Bug 142356

Summary: [accessibility] filter save as HTML places caption inside image, export to XHTML drops the caption neither is good AT support
Product: LibreOffice Reporter: Stéphane Guillou (stragu) <stephane.guillou>
Component: WriterAssignee: Not Assigned <libreoffice-bugs>
Status: NEW ---    
Severity: normal CC: c_strobbe-fdo, nagharshita16, stephane.guillou, vsfoote
Priority: medium Keywords: accessibility
Version: 6.2.5.2 release   
Hardware: All   
OS: All   
Whiteboard:
Crash report or crash signature: Regression By:
Bug Depends on:    
Bug Blocks: 101912, 108799    
Attachments: ODT document with image and caption
example document saved as HTML
image with caption saved alongside HTML file

Description Stéphane Guillou (stragu) 2021-05-18 14:11:12 UTC
Description:
In this document, a caption of a picture is exported together with the picture, and is therefore not readable by a screen reader for sight-impaired users.
This is a very concerning accessibility shortcoming.

Steps to Reproduce:
1. Open attached ODT (same document as in bug 109334
2. File > Save as > HTML

Actual Results:
The resulting HTML file contains a picture with the caption integrated into it. No screen reader can pick this up, an OCR tool should be used instead.

Expected Results:
The caption is exported as a proper caption, using for example the <figcaption> tag, as described here: https://www.w3schools.com/TAGS/tag_figcaption.asp


Reproducible: Always


User Profile Reset: No



Additional Info:
Interestingly, this does not happen with a freshly created document. Also, an XHTML export has the caption as text.

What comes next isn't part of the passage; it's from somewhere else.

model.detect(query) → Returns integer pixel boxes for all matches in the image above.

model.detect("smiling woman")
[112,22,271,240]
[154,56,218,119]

Version: 7.2.0.0.alpha0+ / LibreOffice Community
Build ID: 6b09276d157abada74e1a4989700139167207778
CPU threads: 8; OS: Linux 4.15; UI render: default; VCL: gtk3
Locale: en-AU (en_AU.UTF-8); UI: en-US
TinderBox: Linux-rpm_deb-x86_64@86-TDF, Branch:master, Time: 2021-05-14_04:32:30
Calc: threaded
Comment 1 Harshita Nag 2021-05-19 03:03:18 UTC
Can't reproduce this. 
Version: 7.0.4.2
Build ID: dcf040e67528d9187c66b2379df5ea4407429775
CPU threads: 8; OS: Linux 5.3; UI render: default; VCL: gtk3
Locale: en-IN (en_IN); UI: en-US
Calc: threaded
Comment 2 Stéphane Guillou (stragu) 2021-05-19 05:09:57 UTC
Created attachment 172158 [details]
ODT document with image and caption

Forgot to attach the problematic document.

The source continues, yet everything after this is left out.